- The paper introduces a deep learning segmentation framework that accurately delineates brain structures in high-resolution 7T postmortem MRI.
- It employs the nnU-Net model with post-hoc topological corrections to ensure robust morphometric accuracy across diverse neurodegenerative pathologies.
- Cortical thickness measurements from the segmentation strongly correlate with neuropathological ratings, highlighting its potential for advancing neurodegenerative research.
Automated Deep Learning Segmentation of High-Resolution 7 T Postmortem MRI for Neurodegenerative Disease Research
This paper presents an automated deep learning framework for segmenting high-resolution postmortem brain MRI, conducted at 7T. It addresses a critical need in the analysis of postmortem MRI, which provides detailed brain anatomy and can facilitate correlations between neurodegenerative pathological processes and structural changes in the brain. The paper evaluates nine different neural network architectures for accurately segmenting key brain structures on 135 whole brain hemispheres with diverse neurodegenerative pathologies.

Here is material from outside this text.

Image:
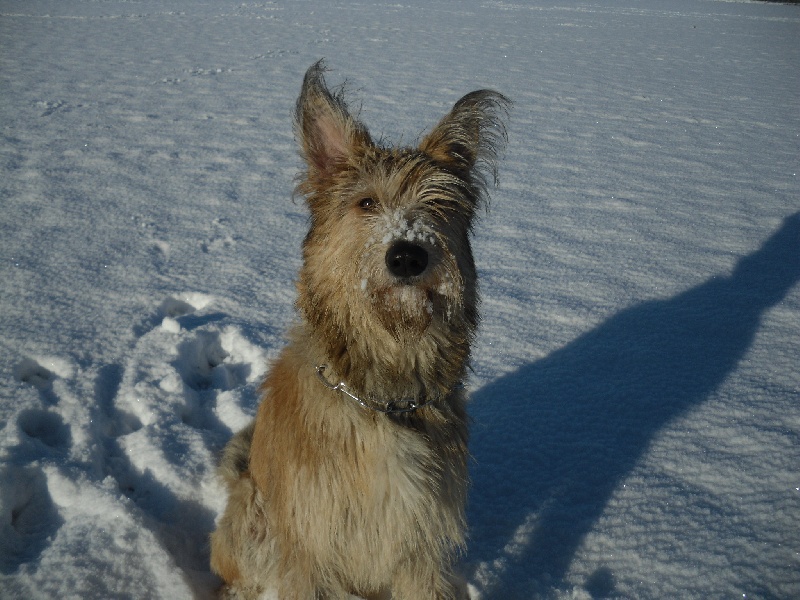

The authors employ a high-resolution T2-weighted MRI sequence, capturing images at 0.3 mm isotropic resolution, which allows for detailed examination of neuroanatomical structures. The deep learning pipeline uses an nnU-Net framework, which showed robust performance in segmenting cortical gray matter, subcortical structures, white matter, and WM hyperintensities. Notably, the nnU-Net model demonstrated superior generalization capabilities across various MRI sequences and unseen imaging protocols, suggesting its utility in diverse datasets of postmortem MRI.
A significant contribution of this research lies in the post-hoc topological corrections applied to the segmentations, ensuring geometric and morphological accuracy, essential for deriving reliable morphometric measurements. Moreover, cortical thickness measurements derived from the automated segmentations exhibited high correlations with reference manual annotations, validating the pipeline's reliability.
The paper further investigates associations between regional cortical thickness and semi-quantitative neuropathological ratings, such as regional p-tau and neuronal loss, and amyloid-beta, CERAD, and Braak staging. The significant negative correlations found, particularly in brain regions associated with Alzheimer's disease pathology, emphasize the pipeline's potential in elucidating structure-pathology relationships in neurodegenerative diseases.
While the paper advances the field of postmortem MRI analysis, there are limitations, including the relatively small training data for whole hemisphere segmentations. Future work entails expanding the dataset, incorporating quantitative image registration methods, and verifying the generalizability of the approach to other neurodegenerative disease populations and imaging modalities. Furthermore, addressing tissue changes due to post-mortem and fixation processes remains crucial for improving antemortem and postmortem matching.
In summary, this work represents a rigorous evaluation of deep learning methods for postmortem MRI analysis. It positions automated segmentation as a viable tool for comprehensive neuroanatomical studies, aiding the development of antemortem biomarkers for neurodegenerative diseases. The release of the segmentation pipeline and the shared findings aim to catalyze further research, with broad implications for combining imaging modalities and neuropathological assessments to advance our understanding of neurodegeneration.